Why can std::cin not be implicitly converted to bool?

Question

In C++ Primer 5th Ed., Chapter 14 discusses conversion operators:

Under earlier versions of the standard, classes that wanted to define a conversion to bool faced a problem: Because bool is an arithmetic type, a class-type object that is converted to bool can be used in any context where an arithmetic type is expected.

Such conversions can happen in surprising ways. In particular, if istream had a conversion to bool, the following code would compile:

int i = 42;
cin << i; // this code would be legal if the conversion to bool were not explicit!

This program attempts to use the output operator on an input stream. There is no << defined for istream, so the code is almost surely in error. However, this code could use the bool conversion operator to convert cin to bool. The resulting bool value would then be promoted to int and used as the left-hand operand to the built-in version of the left-shift operator. The promoted bool value (either 1 or 0) would be shifted left 42 positions.

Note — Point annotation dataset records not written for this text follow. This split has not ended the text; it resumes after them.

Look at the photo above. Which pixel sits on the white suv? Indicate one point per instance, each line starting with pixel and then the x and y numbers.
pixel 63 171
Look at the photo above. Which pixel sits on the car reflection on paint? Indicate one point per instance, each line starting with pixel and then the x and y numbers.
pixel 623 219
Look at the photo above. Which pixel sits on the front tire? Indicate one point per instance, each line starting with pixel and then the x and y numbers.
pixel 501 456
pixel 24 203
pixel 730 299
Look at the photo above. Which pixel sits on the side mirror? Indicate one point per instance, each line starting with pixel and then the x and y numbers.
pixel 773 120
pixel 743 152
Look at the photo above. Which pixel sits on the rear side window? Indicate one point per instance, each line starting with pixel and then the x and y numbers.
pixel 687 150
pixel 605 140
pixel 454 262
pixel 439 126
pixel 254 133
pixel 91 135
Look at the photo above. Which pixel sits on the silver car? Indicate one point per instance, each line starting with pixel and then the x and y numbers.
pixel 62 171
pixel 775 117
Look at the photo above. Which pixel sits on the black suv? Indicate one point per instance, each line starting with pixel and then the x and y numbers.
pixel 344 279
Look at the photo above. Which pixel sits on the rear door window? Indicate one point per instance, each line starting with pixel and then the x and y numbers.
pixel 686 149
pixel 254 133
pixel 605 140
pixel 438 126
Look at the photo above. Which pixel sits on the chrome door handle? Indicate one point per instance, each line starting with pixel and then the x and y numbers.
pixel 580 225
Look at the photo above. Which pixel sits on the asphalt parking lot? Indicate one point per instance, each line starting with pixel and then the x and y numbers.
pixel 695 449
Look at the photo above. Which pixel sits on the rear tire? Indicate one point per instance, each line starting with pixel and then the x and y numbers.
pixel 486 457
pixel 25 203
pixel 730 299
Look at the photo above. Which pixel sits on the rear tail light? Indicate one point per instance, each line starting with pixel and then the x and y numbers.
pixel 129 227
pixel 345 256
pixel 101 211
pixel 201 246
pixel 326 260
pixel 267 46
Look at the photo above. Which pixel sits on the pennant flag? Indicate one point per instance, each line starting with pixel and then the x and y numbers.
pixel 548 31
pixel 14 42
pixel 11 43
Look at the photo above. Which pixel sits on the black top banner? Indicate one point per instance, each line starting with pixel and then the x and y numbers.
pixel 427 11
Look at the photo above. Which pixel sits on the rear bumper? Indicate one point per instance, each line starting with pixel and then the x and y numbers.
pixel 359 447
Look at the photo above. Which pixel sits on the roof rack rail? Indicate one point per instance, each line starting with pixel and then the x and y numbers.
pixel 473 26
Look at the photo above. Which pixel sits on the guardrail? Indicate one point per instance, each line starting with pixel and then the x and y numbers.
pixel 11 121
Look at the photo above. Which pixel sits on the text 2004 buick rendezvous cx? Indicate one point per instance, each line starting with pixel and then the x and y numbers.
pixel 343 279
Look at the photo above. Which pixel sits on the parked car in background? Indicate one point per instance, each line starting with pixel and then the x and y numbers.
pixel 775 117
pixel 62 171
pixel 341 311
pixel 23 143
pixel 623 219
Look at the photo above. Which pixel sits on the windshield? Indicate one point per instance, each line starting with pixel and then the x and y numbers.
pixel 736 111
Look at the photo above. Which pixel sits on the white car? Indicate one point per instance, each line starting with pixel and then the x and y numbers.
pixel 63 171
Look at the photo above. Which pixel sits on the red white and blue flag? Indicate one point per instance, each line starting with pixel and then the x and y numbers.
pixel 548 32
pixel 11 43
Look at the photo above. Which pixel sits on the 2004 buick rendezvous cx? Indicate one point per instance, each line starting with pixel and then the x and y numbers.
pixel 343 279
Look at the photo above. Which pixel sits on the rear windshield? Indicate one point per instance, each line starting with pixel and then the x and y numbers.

Input streams can be converted to bool values representing the internal status of the stream (success or failure). We used to do:

while(std::cin >> str)...

So why shouldn't this compile?

int x = 0;
std::cin << x;

If I use an explicit cast it works:

(bool)cin << 5; // works although bad

Answer 1

The operator bool is declared explicit, so it shouldn't be implicitly converted to a boolean:

bool b = std::cin; // Error

So you need to explicitly convert cin to a boolean for it to work:

bool b {std::cin}; // OK, explicitly converting

So when you try to call

std::cin << 5;

It won't compile because you're expecting an implicit conversion, while the class only allows explicit ones. Which is this works:

bool(std::cin) << 5;

Now, why does while(std::cin >> x) compile? The Standard guarantees an explicit conversion to bool in this situation. See the great post linked in the question comments about that.